The best estimate from official sources of the tax rate that would be required to be levied to fund the bond issue during the first fiscal year after the first sale of the bonds based on assessed valuations available at the time of the election or a projection based on experience within the same jurisdiction or other demonstrable factors is $0.027 per $100 ($27.00 per $100,000) of assessed valuation.
It is anticipated that the bonds will be sold in series. The best estimate from official sources of the tax rate which would be required to be levied to fund the bond issue during the first fiscal year after the last sale of the bonds is $0.027 per $100 ($27.00 per $100,000) of assessed valuation.
The best estimate from official sources of the highest tax rate which would be required to be levied to fund the bond issue during the term of the bond issue, based on assessed valuations available at the time of the election or a projection based on experience within the same jurisdiction or other demonstrable factors, is $0.027 per $100 ($27.00 per $100,000) of assessed valuation. It is estimated that the highest tax rate would apply in the 2018-2019 tax year based on assessed valuations available at the time of the election or a projection based on experience within the same jurisdiction or other demonstrable factors.
Voters should note that these estimated tax rates are based on the assessed value of taxable property within the District as shown on the official rolls of San Diego County, not on the property’s market value.
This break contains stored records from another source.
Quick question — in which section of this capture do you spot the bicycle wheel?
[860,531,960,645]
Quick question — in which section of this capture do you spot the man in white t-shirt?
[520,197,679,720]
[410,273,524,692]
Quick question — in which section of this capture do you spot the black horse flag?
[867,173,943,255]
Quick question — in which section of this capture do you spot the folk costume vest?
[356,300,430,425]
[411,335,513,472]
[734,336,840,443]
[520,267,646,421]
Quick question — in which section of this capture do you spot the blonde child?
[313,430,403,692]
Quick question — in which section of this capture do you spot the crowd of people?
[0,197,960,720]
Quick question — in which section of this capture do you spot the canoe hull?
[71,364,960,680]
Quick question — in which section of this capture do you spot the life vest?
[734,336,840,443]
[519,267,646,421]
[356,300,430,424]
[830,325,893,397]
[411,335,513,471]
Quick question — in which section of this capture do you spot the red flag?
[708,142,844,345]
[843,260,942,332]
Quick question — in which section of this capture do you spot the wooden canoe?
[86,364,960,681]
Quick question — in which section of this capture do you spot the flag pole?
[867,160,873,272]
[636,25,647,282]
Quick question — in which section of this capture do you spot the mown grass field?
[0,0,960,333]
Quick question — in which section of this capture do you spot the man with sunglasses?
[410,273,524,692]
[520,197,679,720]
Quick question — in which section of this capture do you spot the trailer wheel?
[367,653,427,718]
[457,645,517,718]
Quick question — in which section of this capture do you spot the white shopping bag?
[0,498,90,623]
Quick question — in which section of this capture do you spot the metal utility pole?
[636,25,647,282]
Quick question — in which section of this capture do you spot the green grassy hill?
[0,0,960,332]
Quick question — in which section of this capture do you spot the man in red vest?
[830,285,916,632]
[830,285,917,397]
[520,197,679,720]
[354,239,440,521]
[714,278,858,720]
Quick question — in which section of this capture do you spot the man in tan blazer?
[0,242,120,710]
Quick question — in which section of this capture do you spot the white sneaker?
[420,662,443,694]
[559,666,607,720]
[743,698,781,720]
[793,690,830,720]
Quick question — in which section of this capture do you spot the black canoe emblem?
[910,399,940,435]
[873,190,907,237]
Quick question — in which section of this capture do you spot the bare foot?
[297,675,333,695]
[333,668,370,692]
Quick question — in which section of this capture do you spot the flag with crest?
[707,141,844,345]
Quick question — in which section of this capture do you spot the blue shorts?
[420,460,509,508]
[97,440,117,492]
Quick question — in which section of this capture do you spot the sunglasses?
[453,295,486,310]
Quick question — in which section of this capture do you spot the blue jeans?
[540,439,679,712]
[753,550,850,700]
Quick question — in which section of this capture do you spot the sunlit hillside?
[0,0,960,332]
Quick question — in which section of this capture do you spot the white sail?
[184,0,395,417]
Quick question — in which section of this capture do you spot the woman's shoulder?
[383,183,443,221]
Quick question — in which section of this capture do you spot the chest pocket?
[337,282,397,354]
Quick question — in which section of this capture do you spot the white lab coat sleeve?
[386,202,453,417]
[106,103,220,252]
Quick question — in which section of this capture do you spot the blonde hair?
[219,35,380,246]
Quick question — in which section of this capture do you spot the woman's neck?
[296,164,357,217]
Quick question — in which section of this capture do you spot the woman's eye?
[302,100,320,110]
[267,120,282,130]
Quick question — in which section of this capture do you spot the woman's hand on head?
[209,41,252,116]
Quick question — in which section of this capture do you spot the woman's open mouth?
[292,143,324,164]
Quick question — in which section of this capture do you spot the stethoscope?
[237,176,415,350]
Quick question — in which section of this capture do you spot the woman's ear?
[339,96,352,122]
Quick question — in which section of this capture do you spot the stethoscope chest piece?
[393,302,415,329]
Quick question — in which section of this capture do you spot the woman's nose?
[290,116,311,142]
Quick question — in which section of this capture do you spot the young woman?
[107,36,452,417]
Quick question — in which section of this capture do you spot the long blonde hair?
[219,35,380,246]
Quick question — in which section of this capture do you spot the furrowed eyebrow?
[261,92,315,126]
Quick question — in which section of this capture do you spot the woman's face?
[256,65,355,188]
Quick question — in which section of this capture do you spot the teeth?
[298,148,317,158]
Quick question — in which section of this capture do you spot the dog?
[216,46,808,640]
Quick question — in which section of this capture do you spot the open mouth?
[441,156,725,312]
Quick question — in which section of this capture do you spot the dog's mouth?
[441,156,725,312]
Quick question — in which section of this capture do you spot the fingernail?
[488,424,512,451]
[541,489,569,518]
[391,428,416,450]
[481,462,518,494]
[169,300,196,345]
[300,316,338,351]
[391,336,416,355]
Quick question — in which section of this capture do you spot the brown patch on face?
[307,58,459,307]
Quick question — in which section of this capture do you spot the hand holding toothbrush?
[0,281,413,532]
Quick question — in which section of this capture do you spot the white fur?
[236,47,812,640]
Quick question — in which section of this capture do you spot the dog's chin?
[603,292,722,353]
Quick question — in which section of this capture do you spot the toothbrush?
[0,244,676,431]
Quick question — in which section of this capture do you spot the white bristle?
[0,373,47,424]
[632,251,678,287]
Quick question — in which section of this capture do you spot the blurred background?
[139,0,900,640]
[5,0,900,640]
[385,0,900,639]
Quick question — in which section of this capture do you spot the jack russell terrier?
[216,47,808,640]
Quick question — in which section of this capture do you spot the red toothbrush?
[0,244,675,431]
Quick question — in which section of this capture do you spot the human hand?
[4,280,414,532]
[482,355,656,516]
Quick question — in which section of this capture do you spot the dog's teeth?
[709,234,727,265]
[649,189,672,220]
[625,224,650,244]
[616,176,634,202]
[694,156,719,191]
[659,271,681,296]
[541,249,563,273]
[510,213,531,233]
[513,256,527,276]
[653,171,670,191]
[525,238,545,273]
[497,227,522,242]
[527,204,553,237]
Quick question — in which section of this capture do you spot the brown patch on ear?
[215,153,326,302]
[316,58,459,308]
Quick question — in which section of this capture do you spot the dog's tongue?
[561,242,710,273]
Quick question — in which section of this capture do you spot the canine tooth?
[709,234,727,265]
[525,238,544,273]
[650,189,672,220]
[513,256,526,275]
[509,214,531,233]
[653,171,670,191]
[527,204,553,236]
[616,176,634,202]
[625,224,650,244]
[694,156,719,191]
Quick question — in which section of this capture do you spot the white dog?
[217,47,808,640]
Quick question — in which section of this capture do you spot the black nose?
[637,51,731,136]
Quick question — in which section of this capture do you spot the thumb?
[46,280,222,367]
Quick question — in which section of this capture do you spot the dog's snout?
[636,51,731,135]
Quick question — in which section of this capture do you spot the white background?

In addition, taxpayers eligible for a property tax exemption, such as the homeowner’s exemption, will be taxed at a lower effective rate than described above. Certain taxpayers may also be eligible to postpone the payment of taxes. Property owners should consult their own property tax bills and tax advisors to determine their property’s assessed value and any applicable tax exemptions.
Attention of all voters is directed to the fact that these estimates are based on projections derived from information obtained from official sources. The actual tax rates and the years in which they will apply may vary depending on the timing of any bond sales, the amount of bonds sold, and actual increases in assessed valuations. The timing of the bond sales and the amount of bonds sold at any given time will be governed by the needs of the District. Actual future assessed valuation will depend upon the amount and value of taxable property within the District as determined by the San Diego County Assessor in the annual assessment and the equalization process.